五十一撃目
ふわっとしたかと思うと。
見慣れた景色が広がった。
私が一ヶ月と二週間前に出勤の為歩いていた道だ。
酷く懐かしく感じる。
どうやら、この世界の神とは直接会えなかったようだ。
さっきまで隣に居たドラゴン達は居ない。
呼び出された同じ場所に彼らも戻ったのかもしれない。
そうなると、タルッタとタルトは離れ離れなのか、それともコッコアルットは同じ場所なのか…わからないがもし離れてても彼らのことだ何とかするだろう。
さて、一ヶ月半もたったのだ…仕事は、どうなっているだろう?
そんな事を真っ先に考えてしまい田中を社畜と呼ばないなと1人笑いをしてしまう。
荷物も沢山あるのだ。
とりあえず一度家に帰らなくては…。
てくてくと家路に急ぐ。
爽やかな風が吹く。
あぁ、こっちの世界は暑くなく過ごしやすい。
私の格好が目立つのか周りの人々は、時折こちらを不思議そうに、見てきた。
日本ではさほど珍しく無いがジーンズにワイシャツスニーカー。
首からはポラロイドカメラと田中に貰ったネックレス。
耐水アラーム付きの腕時計10個に偏光板のサングラス。
荷物がパンパンに詰まったバックパックにLサイズのスーツケース。
そして、コンビニのレジ袋。
本当は、もっと色々持って来たかったが仕方ない。
商人に見えなくも無いが不審者極まりないかもしれない。
部屋は二階だったが、何とか一気にスーツケースも持って上がる。
鍵はいつも花壇の下だ。
コレは以前田中に話したら怒られたので今後は他に置こうと思う。
一ヶ月半居なかった割には部屋は綺麗だった。
ふと、今まで掃除した記憶がないことに気がついた。
今更だが、ここに引っ越して以来いつも帰宅すると綺麗に片付けられていた。
元々貴族の暮らしをしていたから気にならなかったが、田中と暮らして汚せば汚れたままの事に気がついた。
もしかすると誰かが掃除してくれているのかもしれないと今更ながら思う。
…たぶん、絶縁したはずの親の仕業なのだらう。
甘いな…。
私は、荷物を投げ出すと窓を開ける。
部屋がいくら綺麗でも換気はしておきたい。
ドンドンドン!
ドアが激しく叩かれる。
ノックのつもりなのだろうか?
腕時計をいくつも外しながらドアを開けた。
「なっ!ラファ!」
「よぉ!タタルタ!ルルカも一緒か?見回りの最中か?」
扉を開けると同僚2人がたたずんでいた。
「お前!今までどこにいたんだ!心配したんだぞ!それにその格好…通報されたから来てみたらお前の部屋に入っていくと聞いたんだ…まさか本人とは…」
「あぁ、すまんな。
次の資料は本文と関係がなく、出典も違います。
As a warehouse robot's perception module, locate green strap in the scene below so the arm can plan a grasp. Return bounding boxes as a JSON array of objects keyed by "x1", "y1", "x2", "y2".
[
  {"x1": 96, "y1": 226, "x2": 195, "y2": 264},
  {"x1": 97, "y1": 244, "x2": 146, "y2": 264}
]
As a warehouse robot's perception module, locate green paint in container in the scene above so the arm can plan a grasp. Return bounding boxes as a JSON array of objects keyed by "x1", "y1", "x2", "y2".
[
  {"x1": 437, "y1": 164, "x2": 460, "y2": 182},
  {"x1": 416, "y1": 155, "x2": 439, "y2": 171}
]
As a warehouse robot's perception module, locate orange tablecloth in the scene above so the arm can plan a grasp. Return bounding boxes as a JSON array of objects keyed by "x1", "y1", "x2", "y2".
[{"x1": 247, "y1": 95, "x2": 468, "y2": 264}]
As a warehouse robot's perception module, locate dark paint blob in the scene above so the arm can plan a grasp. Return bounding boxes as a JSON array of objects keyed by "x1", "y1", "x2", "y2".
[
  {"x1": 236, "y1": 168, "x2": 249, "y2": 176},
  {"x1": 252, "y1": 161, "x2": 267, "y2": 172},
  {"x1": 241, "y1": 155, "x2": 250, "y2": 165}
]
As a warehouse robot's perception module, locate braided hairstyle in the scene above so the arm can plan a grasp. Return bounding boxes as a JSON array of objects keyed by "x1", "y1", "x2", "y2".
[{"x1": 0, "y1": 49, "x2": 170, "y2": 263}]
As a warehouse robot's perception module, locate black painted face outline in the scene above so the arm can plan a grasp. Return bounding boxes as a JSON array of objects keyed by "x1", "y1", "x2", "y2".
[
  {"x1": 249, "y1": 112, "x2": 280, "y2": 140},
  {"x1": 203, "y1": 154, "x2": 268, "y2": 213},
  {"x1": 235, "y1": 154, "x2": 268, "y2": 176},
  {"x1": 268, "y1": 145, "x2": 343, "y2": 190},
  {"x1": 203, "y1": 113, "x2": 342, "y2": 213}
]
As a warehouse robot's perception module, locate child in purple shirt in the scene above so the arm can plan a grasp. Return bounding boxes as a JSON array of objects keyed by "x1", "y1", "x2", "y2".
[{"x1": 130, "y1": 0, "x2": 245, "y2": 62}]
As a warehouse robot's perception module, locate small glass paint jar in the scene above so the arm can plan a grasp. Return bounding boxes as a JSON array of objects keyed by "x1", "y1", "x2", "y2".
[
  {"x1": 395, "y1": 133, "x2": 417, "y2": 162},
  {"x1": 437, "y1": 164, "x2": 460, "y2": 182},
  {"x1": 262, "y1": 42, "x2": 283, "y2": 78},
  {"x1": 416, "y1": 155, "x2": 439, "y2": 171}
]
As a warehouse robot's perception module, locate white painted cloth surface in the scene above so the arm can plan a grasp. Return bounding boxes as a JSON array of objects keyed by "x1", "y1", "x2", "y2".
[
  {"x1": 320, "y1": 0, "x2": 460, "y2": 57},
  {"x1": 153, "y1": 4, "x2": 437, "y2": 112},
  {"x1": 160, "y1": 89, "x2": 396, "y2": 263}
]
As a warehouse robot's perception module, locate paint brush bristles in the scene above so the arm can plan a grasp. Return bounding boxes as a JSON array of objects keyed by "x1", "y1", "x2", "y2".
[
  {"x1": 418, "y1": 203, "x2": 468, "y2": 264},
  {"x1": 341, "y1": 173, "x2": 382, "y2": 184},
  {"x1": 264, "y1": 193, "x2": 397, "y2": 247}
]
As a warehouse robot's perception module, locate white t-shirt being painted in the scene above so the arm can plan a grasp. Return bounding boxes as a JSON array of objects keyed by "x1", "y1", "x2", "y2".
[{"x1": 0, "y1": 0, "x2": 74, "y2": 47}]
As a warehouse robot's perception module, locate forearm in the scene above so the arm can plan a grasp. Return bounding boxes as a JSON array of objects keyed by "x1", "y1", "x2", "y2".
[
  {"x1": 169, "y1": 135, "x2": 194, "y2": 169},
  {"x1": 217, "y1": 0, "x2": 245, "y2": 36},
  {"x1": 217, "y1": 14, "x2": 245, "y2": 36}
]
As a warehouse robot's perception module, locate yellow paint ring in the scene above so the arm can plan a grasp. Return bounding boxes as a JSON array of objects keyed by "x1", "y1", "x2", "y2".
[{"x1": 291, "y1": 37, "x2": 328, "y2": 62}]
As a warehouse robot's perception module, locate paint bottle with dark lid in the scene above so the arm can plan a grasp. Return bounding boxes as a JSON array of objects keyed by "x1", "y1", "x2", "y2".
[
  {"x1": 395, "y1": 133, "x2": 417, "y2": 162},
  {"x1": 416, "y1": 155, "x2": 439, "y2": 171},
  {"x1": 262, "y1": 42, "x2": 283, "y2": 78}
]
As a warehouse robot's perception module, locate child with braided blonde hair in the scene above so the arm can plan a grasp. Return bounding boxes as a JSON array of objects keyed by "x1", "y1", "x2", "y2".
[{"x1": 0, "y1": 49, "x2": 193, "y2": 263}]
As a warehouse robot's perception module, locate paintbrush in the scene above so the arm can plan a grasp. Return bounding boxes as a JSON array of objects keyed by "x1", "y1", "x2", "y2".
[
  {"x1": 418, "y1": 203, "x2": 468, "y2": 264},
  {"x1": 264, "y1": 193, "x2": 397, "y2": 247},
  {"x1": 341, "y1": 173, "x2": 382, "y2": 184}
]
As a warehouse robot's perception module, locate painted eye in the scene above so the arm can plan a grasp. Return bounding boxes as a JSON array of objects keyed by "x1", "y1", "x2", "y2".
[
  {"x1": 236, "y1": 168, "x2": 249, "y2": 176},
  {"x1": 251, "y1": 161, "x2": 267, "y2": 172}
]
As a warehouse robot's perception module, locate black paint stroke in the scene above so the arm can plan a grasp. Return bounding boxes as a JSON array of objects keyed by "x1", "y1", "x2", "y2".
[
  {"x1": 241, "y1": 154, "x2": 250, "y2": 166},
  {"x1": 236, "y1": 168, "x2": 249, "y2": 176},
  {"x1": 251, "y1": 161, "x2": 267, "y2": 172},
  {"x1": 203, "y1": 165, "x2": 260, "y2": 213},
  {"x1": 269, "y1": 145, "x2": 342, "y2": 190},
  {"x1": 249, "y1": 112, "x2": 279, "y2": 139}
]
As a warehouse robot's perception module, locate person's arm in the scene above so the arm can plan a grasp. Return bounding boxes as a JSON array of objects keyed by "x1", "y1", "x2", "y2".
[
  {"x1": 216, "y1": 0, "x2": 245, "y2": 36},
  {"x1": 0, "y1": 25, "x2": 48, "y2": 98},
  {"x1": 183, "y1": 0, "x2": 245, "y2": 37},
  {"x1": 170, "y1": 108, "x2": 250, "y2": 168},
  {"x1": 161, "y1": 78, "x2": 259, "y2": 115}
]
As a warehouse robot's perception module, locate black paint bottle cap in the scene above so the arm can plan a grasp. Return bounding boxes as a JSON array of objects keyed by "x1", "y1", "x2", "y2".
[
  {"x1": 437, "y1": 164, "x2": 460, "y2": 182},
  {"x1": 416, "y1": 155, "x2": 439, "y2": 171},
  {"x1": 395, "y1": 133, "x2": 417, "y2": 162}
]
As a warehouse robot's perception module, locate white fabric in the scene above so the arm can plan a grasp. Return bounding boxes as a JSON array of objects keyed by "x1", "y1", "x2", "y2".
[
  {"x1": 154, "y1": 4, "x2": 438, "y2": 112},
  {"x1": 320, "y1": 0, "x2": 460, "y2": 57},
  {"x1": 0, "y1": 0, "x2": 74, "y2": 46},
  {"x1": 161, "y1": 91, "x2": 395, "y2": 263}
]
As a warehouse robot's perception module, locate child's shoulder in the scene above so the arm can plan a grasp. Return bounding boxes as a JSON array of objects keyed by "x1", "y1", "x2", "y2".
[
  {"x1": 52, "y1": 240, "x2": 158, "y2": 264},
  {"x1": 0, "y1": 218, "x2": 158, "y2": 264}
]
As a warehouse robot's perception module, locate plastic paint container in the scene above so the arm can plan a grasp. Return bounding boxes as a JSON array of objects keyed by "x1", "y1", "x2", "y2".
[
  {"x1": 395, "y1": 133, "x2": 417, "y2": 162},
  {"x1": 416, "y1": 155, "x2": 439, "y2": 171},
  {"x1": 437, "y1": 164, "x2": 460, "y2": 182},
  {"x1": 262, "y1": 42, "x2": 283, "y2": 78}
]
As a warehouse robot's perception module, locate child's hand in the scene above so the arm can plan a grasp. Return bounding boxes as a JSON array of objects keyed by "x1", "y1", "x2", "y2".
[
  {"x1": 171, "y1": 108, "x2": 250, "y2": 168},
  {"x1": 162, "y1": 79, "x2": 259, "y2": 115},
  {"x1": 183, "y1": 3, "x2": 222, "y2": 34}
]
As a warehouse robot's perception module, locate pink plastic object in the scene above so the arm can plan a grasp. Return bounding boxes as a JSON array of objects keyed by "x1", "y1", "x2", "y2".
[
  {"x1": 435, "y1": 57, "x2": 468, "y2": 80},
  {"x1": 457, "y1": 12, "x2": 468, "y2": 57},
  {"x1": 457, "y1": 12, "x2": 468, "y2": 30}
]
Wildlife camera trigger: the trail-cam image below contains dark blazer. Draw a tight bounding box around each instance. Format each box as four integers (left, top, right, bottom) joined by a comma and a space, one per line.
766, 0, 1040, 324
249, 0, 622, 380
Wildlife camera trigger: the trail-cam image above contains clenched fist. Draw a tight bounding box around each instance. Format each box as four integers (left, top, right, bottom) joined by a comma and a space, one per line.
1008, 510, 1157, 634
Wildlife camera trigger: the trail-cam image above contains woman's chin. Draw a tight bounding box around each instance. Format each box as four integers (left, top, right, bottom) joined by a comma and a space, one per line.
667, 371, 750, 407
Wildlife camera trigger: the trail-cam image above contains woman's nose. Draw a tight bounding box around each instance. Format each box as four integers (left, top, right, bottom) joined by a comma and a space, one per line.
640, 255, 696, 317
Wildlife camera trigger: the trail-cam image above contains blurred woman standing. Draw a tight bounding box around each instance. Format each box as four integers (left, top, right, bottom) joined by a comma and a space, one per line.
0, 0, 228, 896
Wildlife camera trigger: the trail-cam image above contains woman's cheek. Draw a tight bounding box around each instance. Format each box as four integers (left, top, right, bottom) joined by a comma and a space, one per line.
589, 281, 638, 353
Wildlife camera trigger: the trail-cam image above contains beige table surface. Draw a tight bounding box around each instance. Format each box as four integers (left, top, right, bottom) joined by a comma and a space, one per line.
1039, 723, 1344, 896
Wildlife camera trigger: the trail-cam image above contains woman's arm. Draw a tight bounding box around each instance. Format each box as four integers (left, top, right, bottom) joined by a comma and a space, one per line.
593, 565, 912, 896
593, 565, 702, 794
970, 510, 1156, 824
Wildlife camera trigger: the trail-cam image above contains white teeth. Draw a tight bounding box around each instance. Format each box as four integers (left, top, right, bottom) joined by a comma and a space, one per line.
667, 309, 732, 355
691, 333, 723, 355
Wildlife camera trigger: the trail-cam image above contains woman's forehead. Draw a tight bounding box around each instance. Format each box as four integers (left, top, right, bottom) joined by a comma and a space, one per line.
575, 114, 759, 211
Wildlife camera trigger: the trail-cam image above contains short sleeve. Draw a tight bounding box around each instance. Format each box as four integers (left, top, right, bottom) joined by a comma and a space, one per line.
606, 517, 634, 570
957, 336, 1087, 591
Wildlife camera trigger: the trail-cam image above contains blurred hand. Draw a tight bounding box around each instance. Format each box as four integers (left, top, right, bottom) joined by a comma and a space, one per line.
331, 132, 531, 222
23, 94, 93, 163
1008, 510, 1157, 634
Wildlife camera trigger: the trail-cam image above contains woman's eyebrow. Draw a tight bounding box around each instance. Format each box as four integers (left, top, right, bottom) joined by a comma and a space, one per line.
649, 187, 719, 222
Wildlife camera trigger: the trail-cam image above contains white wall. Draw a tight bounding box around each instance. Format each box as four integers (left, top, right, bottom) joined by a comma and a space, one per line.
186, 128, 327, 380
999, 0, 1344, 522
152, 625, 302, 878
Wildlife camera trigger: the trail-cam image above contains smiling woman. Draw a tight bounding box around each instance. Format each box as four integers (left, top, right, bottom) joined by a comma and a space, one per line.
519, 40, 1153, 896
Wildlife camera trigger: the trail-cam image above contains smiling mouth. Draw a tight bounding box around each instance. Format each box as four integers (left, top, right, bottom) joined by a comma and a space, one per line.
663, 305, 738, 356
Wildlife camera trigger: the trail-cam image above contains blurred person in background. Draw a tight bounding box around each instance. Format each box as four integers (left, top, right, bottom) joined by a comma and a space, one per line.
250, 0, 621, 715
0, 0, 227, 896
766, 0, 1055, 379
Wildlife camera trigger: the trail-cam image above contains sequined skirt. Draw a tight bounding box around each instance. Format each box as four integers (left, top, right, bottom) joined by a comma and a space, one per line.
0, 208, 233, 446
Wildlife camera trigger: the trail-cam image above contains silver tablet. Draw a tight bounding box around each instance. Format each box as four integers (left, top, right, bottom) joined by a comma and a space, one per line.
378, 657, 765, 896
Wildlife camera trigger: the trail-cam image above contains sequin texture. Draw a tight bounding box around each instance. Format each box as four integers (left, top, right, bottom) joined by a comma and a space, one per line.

色々あって」
「心配したんですよ!ラファ!
2年も帰ってこないから死んだんだと思ってました!」
「いやいや、本当に色々あってだな。
…え?2年!?」
「そうだぞ!班長なんか、もうすでに昇格して今やラールゥが二班の班長になってるぞ」
「へ?ラールゥが班長!?
ってか、2年ってどういう事だ!私は、一ヶ月半しか地球に行っていないぞ!」
「チキュウ?一ヶ月半だと?本当どこに行ってたんだ?
門を出た記録も無ければ、帰って来た記録も無いぞ!」
頭がクラクラする。
神々の時間の感覚が、適当なのか、それとも時間の流れが同じでは無いのか…とにかく気分は浦島太郎である。
まぁ、彼ほどひどくは無いが…。
そう言えば、神隠しやら天狗に攫われた人間が時間をかけてそのままの姿で戻ってくるという、話は地球でも、この世界でも沢山あった…もしかすると異世界転移は昔からあったのかもしれない。